OnTrackNY, a Coordinated Specialty Care program in New York, delivers comprehensive early intervention services for young people experiencing a first episode of non-affective psychosis (FEP) and has developed a systematic outreach and engagement strategy with goals of enhancing engagement and reducing the duration of untreated psychosis.  This symposium will present implementation outcomes of OnTrackNY, successful outreach and engagement strategies, lessons learned, and considerations for innovative ways to enhance engagement and improve care trajectory for young people with FEP.

10:30 am - 11:30 am 
Garrison Suites ~ (60-minute Discussion Hour)

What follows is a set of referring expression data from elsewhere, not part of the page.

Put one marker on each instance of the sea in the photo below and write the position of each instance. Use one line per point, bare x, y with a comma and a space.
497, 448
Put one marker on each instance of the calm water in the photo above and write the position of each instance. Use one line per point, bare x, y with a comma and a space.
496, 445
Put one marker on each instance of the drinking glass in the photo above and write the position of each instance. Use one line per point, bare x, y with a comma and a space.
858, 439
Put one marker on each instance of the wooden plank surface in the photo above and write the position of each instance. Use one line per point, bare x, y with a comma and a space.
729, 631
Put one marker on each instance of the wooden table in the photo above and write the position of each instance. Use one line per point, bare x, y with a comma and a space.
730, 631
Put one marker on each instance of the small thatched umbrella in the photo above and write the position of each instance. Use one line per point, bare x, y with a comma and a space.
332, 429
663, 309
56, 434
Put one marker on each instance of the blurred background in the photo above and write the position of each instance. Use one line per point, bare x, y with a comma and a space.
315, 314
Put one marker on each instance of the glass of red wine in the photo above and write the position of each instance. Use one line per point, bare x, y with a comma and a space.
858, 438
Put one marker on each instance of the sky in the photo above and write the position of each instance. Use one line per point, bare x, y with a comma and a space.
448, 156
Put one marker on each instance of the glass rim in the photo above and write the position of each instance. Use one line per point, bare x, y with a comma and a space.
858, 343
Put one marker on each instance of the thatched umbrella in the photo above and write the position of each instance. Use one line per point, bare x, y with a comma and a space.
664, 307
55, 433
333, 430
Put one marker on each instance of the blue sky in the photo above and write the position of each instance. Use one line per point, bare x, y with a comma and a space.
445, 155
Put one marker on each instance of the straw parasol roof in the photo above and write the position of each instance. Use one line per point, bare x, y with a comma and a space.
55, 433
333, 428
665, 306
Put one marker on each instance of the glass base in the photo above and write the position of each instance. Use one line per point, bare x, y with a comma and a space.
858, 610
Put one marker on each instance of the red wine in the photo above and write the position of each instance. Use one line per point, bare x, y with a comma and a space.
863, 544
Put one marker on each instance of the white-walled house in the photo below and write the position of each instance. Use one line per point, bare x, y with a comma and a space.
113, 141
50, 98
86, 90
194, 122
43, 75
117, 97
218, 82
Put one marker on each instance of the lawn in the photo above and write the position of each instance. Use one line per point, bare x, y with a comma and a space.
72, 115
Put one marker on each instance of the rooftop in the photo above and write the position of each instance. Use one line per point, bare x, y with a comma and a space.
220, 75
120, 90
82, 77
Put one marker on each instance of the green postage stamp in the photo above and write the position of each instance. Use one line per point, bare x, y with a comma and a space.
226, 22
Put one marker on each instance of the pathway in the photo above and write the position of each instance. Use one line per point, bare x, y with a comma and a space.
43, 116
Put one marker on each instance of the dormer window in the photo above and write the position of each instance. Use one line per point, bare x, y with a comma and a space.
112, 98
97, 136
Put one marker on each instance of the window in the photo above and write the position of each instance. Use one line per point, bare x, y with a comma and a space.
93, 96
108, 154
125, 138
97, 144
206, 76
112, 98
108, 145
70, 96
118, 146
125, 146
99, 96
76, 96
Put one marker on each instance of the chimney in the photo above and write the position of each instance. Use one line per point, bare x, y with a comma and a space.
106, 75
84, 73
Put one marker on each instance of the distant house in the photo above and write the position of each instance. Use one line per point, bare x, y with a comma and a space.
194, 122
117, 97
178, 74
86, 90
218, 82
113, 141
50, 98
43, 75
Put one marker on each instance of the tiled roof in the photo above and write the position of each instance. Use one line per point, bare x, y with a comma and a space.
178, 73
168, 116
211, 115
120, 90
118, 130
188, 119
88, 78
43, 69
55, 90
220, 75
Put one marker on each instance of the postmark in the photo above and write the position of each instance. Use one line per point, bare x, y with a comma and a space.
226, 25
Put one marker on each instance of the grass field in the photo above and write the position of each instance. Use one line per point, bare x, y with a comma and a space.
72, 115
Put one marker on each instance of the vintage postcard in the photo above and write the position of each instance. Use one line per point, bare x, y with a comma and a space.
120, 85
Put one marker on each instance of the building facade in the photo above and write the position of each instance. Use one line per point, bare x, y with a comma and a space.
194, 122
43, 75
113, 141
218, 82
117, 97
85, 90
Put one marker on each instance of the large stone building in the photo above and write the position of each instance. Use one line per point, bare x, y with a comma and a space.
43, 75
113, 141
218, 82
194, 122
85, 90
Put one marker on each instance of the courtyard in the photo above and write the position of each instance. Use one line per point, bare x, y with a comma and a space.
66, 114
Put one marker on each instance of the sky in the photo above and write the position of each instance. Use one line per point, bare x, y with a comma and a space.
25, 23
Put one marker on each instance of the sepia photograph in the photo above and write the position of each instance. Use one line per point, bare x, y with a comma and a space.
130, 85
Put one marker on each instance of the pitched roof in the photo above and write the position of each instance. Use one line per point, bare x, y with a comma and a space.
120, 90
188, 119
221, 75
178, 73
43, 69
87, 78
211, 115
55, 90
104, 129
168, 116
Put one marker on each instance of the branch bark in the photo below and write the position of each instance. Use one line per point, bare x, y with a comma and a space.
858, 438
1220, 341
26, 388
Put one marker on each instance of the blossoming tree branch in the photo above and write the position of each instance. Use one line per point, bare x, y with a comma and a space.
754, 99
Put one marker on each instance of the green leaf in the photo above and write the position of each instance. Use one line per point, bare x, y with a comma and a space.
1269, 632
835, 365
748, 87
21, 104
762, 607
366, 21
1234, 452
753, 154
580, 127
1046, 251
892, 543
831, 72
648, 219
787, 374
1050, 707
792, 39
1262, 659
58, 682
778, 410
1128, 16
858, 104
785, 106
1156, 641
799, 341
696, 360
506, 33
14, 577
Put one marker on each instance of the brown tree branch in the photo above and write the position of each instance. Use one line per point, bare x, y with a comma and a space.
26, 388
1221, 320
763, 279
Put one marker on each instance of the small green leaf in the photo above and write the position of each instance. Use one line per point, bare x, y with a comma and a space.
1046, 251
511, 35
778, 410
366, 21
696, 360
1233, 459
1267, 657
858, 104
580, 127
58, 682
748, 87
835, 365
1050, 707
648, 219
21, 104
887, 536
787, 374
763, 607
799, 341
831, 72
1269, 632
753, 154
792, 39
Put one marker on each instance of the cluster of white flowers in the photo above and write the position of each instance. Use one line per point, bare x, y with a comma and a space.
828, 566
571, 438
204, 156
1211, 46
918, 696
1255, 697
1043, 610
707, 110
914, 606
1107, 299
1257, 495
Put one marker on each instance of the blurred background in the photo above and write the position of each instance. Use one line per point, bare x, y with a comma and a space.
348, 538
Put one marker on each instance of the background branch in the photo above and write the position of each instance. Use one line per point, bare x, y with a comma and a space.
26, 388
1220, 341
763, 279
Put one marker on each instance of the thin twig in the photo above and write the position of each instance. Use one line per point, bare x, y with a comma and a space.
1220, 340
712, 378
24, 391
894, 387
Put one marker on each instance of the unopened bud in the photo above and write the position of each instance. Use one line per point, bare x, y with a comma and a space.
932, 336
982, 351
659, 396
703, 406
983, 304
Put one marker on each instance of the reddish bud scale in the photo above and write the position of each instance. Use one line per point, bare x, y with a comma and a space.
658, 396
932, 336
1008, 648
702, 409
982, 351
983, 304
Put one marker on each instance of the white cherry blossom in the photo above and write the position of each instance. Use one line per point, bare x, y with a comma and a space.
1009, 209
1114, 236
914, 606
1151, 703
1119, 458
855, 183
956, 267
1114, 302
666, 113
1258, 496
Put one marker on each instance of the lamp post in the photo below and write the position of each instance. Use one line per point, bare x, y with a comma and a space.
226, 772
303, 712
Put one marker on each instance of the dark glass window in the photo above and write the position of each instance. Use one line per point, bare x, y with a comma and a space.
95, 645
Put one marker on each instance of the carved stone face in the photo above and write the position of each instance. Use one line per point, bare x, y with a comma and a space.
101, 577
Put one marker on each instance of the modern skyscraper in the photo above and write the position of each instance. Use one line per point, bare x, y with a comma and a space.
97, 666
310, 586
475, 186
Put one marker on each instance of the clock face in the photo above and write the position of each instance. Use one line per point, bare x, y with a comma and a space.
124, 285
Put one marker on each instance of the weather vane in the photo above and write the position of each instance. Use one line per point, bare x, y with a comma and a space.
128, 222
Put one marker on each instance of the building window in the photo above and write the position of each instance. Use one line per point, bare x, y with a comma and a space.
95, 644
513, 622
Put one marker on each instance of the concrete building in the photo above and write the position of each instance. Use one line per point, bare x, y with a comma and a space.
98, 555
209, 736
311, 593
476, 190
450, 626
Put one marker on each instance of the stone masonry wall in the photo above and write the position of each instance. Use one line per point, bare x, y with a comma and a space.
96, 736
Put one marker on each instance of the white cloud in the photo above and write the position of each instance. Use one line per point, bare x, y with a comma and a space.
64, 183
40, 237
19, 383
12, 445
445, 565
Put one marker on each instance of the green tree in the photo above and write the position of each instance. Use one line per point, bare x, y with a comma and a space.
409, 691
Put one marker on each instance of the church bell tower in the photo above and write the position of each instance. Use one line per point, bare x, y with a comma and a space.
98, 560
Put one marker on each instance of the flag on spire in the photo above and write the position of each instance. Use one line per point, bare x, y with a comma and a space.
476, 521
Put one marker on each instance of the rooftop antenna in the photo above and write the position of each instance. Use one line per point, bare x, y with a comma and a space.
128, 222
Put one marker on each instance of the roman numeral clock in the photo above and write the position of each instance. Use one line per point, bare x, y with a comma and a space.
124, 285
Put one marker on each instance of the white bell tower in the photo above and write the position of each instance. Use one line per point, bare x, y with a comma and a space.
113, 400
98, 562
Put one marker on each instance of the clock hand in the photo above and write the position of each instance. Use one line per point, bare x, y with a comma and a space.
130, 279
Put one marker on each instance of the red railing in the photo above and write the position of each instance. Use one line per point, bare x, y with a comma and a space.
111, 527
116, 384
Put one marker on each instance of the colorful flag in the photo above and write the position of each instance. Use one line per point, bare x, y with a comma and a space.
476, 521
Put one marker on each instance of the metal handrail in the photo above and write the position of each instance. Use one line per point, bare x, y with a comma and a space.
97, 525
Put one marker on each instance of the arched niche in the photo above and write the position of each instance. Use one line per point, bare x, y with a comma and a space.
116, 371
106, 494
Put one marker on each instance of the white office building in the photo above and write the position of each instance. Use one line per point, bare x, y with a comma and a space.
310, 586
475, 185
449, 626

The Redeploy Illinois (RI) and Adult Redeploy Illinois (ARI) Programs – Successful Alternatives to Incarceration for Youth and Young Adults
Hughes, MA, Division of Family and Community Services, Bureau of Youth Intervention Services, The Illinois Department of Human Services, Springfield, IL; MaryAnn Dyar, MPP, Adult Redeploy Illinois, Illinois Criminal Justice Information Authority, Chicago, IL

Redeploy Illinois (RI) was developed to expand evidence-based alternatives to youth facing incarceration. Modeled after the successful juvenile Redeploy Illinois program, Adult Redeploy Illinois (ARI) was established to expand these services to adult offenders. Interventions for both programs include cognitive behavioral therapy, frequent reassessment of risk/needs, family involvement, and basic skills development. Programs like Redeploy Illinois and Adult Redeploy Illinois increase the likelihood of success for justice-involved youth and young adults while saving the state money.